OccupancyTraining=OccupancyTraining.withColumn("Light", func.round(OccupancyTraining["Light"], 3))
Occupancy_DF1=Occupancy_DF1.withColumn("Light", func.round(Occupancy_DF1["Light"], 3))
Occupancy_DF2=Occupancy_DF2.withColumn("Light", func.round(Occupancy_DF2["Light"], 3))

OccupancyTraining=OccupancyTraining.withColumn("CO2", func.round(OccupancyTraining["CO2"], 3))
Occupancy_DF1=Occupancy_DF1.withColumn("CO2", func.round(Occupancy_DF1["CO2"], 3))
Occupancy_DF2=Occupancy_DF2.withColumn("CO2", func.round(Occupancy_DF2["CO2"], 3))

OccupancyTraining.describe().toPandas().transpose()

Occupancy_DF1.describe().toPandas().transpose()
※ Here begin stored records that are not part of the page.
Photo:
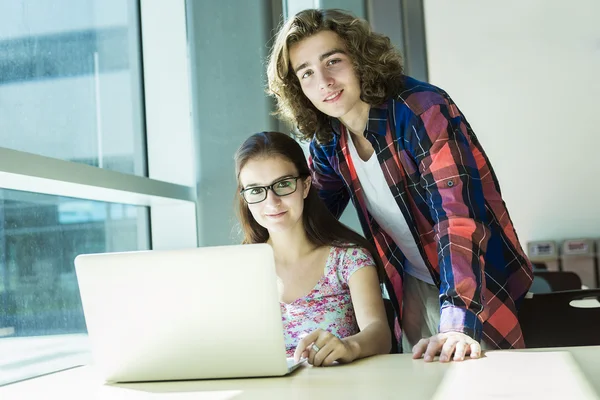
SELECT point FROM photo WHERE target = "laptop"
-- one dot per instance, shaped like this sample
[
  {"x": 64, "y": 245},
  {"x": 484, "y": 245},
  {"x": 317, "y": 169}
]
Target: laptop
[{"x": 202, "y": 313}]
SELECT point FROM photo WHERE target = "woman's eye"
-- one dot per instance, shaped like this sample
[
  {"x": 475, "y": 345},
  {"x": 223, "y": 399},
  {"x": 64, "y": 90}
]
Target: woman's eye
[{"x": 306, "y": 74}]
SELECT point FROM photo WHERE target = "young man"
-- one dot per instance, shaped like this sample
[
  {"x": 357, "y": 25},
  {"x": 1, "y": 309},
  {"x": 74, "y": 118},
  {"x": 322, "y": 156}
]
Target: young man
[{"x": 424, "y": 190}]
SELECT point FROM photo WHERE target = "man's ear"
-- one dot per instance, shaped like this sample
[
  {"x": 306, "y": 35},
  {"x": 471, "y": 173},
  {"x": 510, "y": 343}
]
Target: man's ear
[{"x": 307, "y": 182}]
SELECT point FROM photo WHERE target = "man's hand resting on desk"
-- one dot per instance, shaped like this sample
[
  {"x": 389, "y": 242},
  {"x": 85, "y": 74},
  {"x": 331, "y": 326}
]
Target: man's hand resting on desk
[
  {"x": 322, "y": 349},
  {"x": 445, "y": 344}
]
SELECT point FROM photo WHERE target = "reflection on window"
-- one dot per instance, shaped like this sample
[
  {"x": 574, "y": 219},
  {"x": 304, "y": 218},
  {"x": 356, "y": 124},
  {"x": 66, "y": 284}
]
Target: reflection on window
[
  {"x": 42, "y": 327},
  {"x": 70, "y": 81}
]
Occupancy_DF2.describe().toPandas().transpose()

import pandas as pd
numeric_features = [t[0] for t in df.dtypes if t[1] == 'int' or t[1] == 'double']
sampled_data = OccupancyTraining.select(numeric_features).sample(False, 0.8).toPandas()
axs = pd.plotting.scatter_matrix(sampled_data, figsize=(10, 10))
n = len(sampled_data.columns)
for i in range(n):
    v = axs[i, 0]
    v.yaxis.label.set_rotation(0)
    v.yaxis.label.set_ha('right')
    v.set_yticks(())
    h = axs[n-1, i]
    h.xaxis.label.set_rotation(90)
    h.set_xticks(())

##Reference from https://towardsdatascience.com/building-a-linear-regression-with-pyspark-and-mllib-d065c3ba246a
import six
for i in OccupancyTraining.columns:
    if not( isinstance(OccupancyTraining.select(i).take(1)[0][0], six.string_types)):
        print( "Correlation to Occupancy for ", i, OccupancyTraining.stat.corr('Occupancy',i))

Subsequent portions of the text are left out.